The Justice League returns to Cartoon Network this Fall in a new quarter-hour animated series, but fans at Comic-Con International in San Diego got an early look at the upcoming show from Warner Bros. Animation. Producers Alan Burnett, Butch Lukic, and Jim Krieg, voice actors Kevin Conroy and Diedrich Bader, and character designer Shane Glines were on hand to answer fan questions and reveal the pilot episode of “Justice League Action.” IGN’s Eric Goldman moderated the panel.
The panel began with a screening of the debut episode of “Justice League Action.”
The show opens with Superman and Wonder Woman fighting off giant toys — dinosaurs and stuffed animals respectively, while batman takes out some flyers. Meanwhile, Cyborg sits on the couch playing video games.
“Aren’t you supposed to be guarding the tower?” Superman asks.
No surprise, the villain behind it all is Toyman, who arrives on the scene to subdue the heroes — and transport them into a video game. Batman seems oddly familiar with it…
“Robin plays it all the time.”
Cyborg makes his comrades a bit uncomfortable with how much he’s into the Toyman’s scheme. He ends up playing against Toyman in a “Street FIghter”-esque match, gets some more awkward looks when he doesn’t want to choose Batman as his fighter because “he doesn’t have any powers.”
Signing off the episode description, we’ll be back for the panelists!
A preview also showed characters like Firestorm, Luthor, Dex-Starr, Hawkman, Lobo, Brainiac, Grundy, Plastic Man, Vixen, Mr Freese, Booster Gold, and more.
Krieg described the show as taking “characters who can be super serious but can be put in ridiculous situations,” as well as the reverse for characters like Plastic Man. “The threat is always real, but there may be a left turn in it,” he said.
Lukic said the pilot “pretty much encapsulates what the show is” but has more humor than a lot of episodes, which he said are more action oriented. “Nothing as dark as what’s going on [in other media] in the DC Universe,” he said.
Glines said that, when designing characters, he started from the idea of Bruce Timm’s iconic designs and built from there.
“Part of my challenge in my 25 years playing the character,” Conroy said of voicing Batman, “is keeping it consistent and keeping it fresh.” From “TAS” to the “Arkham” games, Conroy said that the important thing is consistently.
“He’s a character that’s dark, but he’s so dark, that if you twist it a little, it’s very funny,” he said, which comes in handy for lighter situations.
Bader said he was given “a lot of rope” for Booster Gold. “So I made him French,” he joked. “I’m actually going to change countries every episode. The Slovenia one is a lot of fun.”
“Booster really looks up to Batman,” Bader said, describing it as “hero/father relationship.” “It actually hurts him when Batman criticizes him and calls him a child — he is a child, but it still hurts to hear him call him that.”

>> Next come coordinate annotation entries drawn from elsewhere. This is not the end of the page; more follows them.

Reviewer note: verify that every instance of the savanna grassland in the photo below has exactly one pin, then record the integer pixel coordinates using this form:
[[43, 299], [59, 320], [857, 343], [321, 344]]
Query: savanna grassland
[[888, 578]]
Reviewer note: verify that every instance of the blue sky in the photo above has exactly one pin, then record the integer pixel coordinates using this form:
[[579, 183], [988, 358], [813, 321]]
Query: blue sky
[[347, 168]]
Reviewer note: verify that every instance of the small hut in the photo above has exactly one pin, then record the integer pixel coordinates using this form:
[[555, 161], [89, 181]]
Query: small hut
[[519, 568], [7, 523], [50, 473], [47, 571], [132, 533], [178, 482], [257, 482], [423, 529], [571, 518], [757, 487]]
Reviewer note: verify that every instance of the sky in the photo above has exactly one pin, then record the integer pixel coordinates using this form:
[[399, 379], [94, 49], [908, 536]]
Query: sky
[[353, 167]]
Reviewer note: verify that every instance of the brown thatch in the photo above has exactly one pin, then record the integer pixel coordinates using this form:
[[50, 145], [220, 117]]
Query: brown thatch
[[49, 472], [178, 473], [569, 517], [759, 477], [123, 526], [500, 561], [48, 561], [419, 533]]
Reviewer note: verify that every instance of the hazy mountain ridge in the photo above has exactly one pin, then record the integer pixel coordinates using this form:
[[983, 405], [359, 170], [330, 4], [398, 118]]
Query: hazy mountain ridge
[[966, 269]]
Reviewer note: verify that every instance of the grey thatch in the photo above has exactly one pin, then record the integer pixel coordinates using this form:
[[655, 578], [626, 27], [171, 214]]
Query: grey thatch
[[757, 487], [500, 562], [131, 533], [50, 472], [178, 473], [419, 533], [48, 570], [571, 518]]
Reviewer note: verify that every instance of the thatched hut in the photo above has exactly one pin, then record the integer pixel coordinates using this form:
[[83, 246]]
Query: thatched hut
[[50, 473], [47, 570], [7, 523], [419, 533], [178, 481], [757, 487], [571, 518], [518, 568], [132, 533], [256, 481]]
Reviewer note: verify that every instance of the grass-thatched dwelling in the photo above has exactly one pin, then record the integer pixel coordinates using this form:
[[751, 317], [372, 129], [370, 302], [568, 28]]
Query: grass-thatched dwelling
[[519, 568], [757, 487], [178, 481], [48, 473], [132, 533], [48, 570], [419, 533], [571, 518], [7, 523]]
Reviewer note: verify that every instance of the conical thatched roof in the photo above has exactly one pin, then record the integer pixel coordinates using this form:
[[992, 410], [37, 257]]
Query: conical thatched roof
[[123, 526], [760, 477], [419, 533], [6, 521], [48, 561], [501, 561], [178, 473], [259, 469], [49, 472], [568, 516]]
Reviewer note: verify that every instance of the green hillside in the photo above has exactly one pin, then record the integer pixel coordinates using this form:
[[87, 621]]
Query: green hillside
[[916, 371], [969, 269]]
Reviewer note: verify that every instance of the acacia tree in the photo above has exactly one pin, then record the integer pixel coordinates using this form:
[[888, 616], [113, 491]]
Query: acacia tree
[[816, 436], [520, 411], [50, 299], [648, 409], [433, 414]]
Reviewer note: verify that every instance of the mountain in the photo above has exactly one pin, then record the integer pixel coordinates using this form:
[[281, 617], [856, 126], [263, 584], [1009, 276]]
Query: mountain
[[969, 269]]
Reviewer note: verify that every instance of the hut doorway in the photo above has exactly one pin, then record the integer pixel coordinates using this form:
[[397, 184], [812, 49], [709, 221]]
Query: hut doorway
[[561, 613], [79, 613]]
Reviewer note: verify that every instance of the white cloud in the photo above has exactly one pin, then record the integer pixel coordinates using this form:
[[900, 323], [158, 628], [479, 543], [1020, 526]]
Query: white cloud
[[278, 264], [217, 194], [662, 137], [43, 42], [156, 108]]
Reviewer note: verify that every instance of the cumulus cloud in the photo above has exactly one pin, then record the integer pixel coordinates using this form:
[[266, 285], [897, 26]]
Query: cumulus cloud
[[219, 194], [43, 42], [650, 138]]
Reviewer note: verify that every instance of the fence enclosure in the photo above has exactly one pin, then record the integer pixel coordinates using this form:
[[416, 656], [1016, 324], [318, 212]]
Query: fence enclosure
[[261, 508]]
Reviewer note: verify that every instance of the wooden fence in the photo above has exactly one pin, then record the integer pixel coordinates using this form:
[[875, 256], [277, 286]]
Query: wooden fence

Burnett said the opening scenes would typically be “action-packed,” and viewers would find out shortly thereafter how the heroes got into the situation.
“All the things I couldn’t do on ‘Superfriends,’ I could do on this show,” Burnett said of his long career in animation.
“JL Action” will allow for unusual pairings of heroes, which Lukic said “feels right” for the series and is a departure from “Unlimited,” which focused on the core seven Leaguers.
Of Mark Hammill, Conroy said, “I wish people could see him, what he does when he’s in the booth.” “He becomes the Joker,” Conroy said.
“He’s a generous actor,” Conroy added. “He knows that the more you give, the more you’ll get. He gives me so much in recording, which inspires me to give so much more back.”
Conroy compared his acting relationship with Hammill to friends who haven’t seen each other in a while picking up where they left off. “There’s no catch-up time.”
Bader joked that he merely “played” Batman on “Brave and the Bold,” while Conroy is Batman. Like “Brave and the Bold,” though, Bader likes that “Action” will feature many less well-known characters from throughout the DC Universe.
Patton Oswalt will play Space Cabbie, Lukic said, and Krieg said that Hannibal Buress will play Mr. Terrific. “He’s terrific — I wasn’t even set up for that joke!”
Asked about musical numbers or a full episode, Conroy joked that, “Oh yes, I can guarantee Batman will have many musical numbers.” Unfortunately, he confirmed he was, in fact, joking.
A fan asked about Ted Kord, but Krieg said he does not appear in season one. “He can appear in season two, when you demand him in season two, when you demand that there be a season two.”
Asked about the “JLU” episode in which Batman sings “Am I Blue.” He sang a bit, then said that voice director Andrea Romano “knows I love to sing,” and set up a situation where it would make sense.
A fan asked “what it would sound like if both Batmen had lunch together.”
Conroy: “I’m gonna have a roast beef on rye.”
Bader: “I don’t know if you should order that.”
Lukic said “there currently is no Robin on the show,” but would probably appear in a second season.